Rachel glanced over at Violet, sitting on a squat, purple-tufted stool she'd had Rachel carry in for her days before. The bored queen picked with her fingernail at flaking stone on the wall behind her. Rachel had come to think of Violet as the queen of the cave, since that was where they spent more and more of their time.
Violet didn't like sitting on rock when she wasn't drawing. A filthy old rock, she'd said, was more than good enough for Rachel, but not for a queen. Six hadn't cared at all about the stool. She appeared to always have more consequential matters on her mind than cushions for sitting. Violet, though, got tired of waiting while Six thought about those consequential matters, and so she'd had Rachel lug the heavy stool to the cave.
Now, the queen of the cave, under the flickering light of torches and glowing symbols, sat upon her tufted purple throne waiting for her advisor to advise her as to what needed to be done next.
"He comes," Six hissed. "Again he comes through the void."
It was clear to Rachel that the woman wasn't really talking to Violet, but to herself. The queen might as well not have been there.
Violet glanced up. She didn't look inclined to bother to stand unless Six told her that it was necessary that she do more drawings, but it was clear that her interest had been roused. This was, after all what she wanted and the whole reason she bothered to go to all the work of making such complex drawings down in a dank and dingy cave when she could just as well be trying on dresses and jewels or attending grand feasts where guests fawned over the young queen.
Six seemed in a world of her own as her hands glided over the drawing. She put the side of her face against the stone and at the same time reached an arm back.
"Come, my child."
A scowl creased Violet's round features. "You mean, 'my queen. "

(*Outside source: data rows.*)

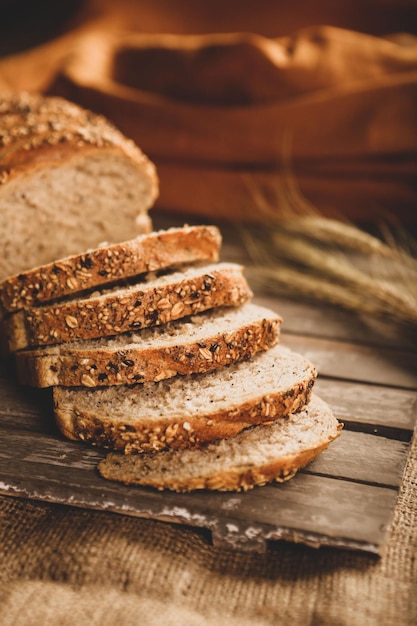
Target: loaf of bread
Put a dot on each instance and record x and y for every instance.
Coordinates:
(145, 303)
(68, 181)
(187, 411)
(197, 344)
(255, 456)
(109, 263)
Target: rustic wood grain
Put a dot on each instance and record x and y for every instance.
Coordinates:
(344, 498)
(331, 510)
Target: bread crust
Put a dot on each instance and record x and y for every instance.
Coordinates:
(109, 263)
(139, 306)
(236, 474)
(179, 433)
(104, 366)
(37, 130)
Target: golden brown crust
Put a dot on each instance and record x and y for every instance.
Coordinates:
(105, 366)
(235, 479)
(37, 130)
(134, 308)
(144, 436)
(107, 264)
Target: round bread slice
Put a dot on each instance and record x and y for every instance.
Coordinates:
(190, 410)
(148, 302)
(109, 263)
(68, 181)
(256, 456)
(197, 344)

Six either didn't hear her, or didn't care to correct herself. "Hurry. It is time to begin the links."
Violet stood. "Now? It's long past dinnertime. I'm starving."
Six, stroking her cheek against the chalk drawing of Richard like a cat rubbing the side of its face against a person's legs, didn't seem at all interested in dinner.
She rolled her long fingers, beckoning Violet. "It must be now. Hurry. We must not waste such a rare opportunity. Such links as we need will take time and there is no telling how much time we may have."
"Well then why didn't we begin earlier, when there — "
"It must be started now, when he is in the void." Six clawed the air with one hand. "Easier to scratch his eyes out when he's blind," she said in her hissy voice.
"I don't see why — "
"The way is the way. Do you wish this or not?"
Violet's folded arms, along with her defiance, came undone. Her expression took on a dark set. "I do."
A sinuous smile slipped across Six's features. "Then let it begin. You must now complete the links."
Looking suddenly resolute, Violet plucked the sticks of colored chalk off a little ledge in the stone wall behind her royal stool. As she strode up beside Six, the woman tapped a long, thin finger to the stone.
"Begin at the sign of the dagger, as I've taught you, just as you've practiced, to insure that, at the initiation of the link, what you have wrought will be ready to slice swift and sure."
"I know, I know," Violet said as she boldly touched the tip of the yellow chalk to the point of one of the elaborate glowing symbols off to the side of Richard.
Six snatched Violet's wrist, pulling her hand back just enough to lift the chalk away from the wall. She moved Violet's hand over a few inches, then let the chalk again touch the symbol, but at the next apex in a design with a perimeter comprised of dozens of points.
"I told you," Six said with strained civility as she helped Violet begin the line, "a mistake here will last us for eternity."